Joining council district spatial df with sentiment analysis df

Code
ur_district_sentiment |>
  mutate(
    DISTRICT = as.numeric(likely_council_district)
  ) -> ur_district_sentiment_dbl
Code
district_sentiment <-
  merge(ur_district_sentiment_dbl,lex_councils)

Making merged df a spatial df

Code
district_sentiment_sf = st_as_sf(district_sentiment)

Map of urban-rural balance sentiment

Code
tm_shape(district_sentiment_sf) +
  tm_polygons(col = "sentiment", palette = "Blues") +
  tm_credits("Data sources: CivicLex; LFUCG", size = 0.9, position = c("left","top")) +
  tm_credits("Author: Conley Kinkead", size = 0.9, position = c("left","top")) +
  tm_scale_bar(position = c("right", "bottom")) +
  tm_layout(main.title = "Urban-rural balance sentiment by likely council district",
            fontface = "italic",
            fontfamily = "serif",
            main.title.size = 1.5) +
  tm_legend(
  legend.title.size = 1.2,
  legend.title.fontface = "bold",
  legend.text.size = 0.9,
  legend.bg.color = "white",
  legend.position = c("left", "bottom"))

Urban-rural balance sentiment by likely council district map. A higher sentiment value represents a more positive sentiment.

Results

This map shows that residents of all council districts have a positive sentiment regarding Lexington’s urban-rural balance, but at varying degrees. AFINN ratings range from -5 (very negative) to +5 (very positive), with 0 indicating a neutral sentiment. A lower sentiment score on this map indicates a less positive sentiment, and a higher score indicates a more positive sentiment.

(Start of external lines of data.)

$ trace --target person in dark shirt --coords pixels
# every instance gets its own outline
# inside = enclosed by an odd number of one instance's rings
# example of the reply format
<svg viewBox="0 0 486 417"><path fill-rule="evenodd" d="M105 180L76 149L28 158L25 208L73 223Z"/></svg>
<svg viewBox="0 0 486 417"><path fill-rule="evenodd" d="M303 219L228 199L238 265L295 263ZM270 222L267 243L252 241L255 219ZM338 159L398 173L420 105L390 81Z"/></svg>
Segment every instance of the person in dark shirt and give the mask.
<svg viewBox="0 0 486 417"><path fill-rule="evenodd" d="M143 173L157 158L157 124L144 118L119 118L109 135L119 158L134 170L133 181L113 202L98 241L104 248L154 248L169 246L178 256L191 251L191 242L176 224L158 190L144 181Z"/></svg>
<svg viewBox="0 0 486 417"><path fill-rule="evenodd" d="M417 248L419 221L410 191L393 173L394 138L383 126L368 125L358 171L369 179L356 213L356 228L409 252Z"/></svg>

The results showing that the OTT participants who are likely residents of council district 12 have the least positive sentiment regarding Lexington’s urban-rural balance is interesting. District 12 covers the primarily agricultural area of Lexington/Fayette County, wrapping around the city’s central area, and largely overlapping with the Rural Service Area.

A little more analysis: Urban-rural balance response content analysis using quanteda

Code
ur_balance_tidy |>
  corpus(
    docid_field = "docid",
    text_field = "response"
  ) -> ur_balance_corpus

Corpus to tokens

Code
ur_balance_corpus |>
  tokens(remove_punct = T) |>
  tokens_tolower() |>
  tokens_remove(pattern = stopwords()) |>
  tokens_compound(pattern = list(c("man", "o", "war"), c("horse", "capital"))) -> ur_balance_tokens

Tokens to DFM

Code
ur_balance_tokens |>
  dfm() -> ur_balance_dfm

Keyness plot of likely council district 12 urban-rural balance response content versus all others

Code
ur_balance_dfm |>
  dfm_group(groups = ur_balance_dfm$likely_council_district) |>
  textstat_keyness(target = "12") |>
  textplot_keyness()

Keyness plot of urban-rural balance response content. This plot shows the words that are key for differentiating urban-rural balance open response content for likely residents of council district 12 versus all other council districts in Lexington/Fayette County.

Results

This keyness plot shows words or phrases that respondents who are likely residents of council district 12 used more often in comparison to respondents who are likely residents of all other council districts combined. The words and phrases plotted in blue are the key differentiating terms for likely council district 12 urban-rural balance open responses, while the words plotted in grey represent the key differential words for the same responses for likely residents of all other council districts combined.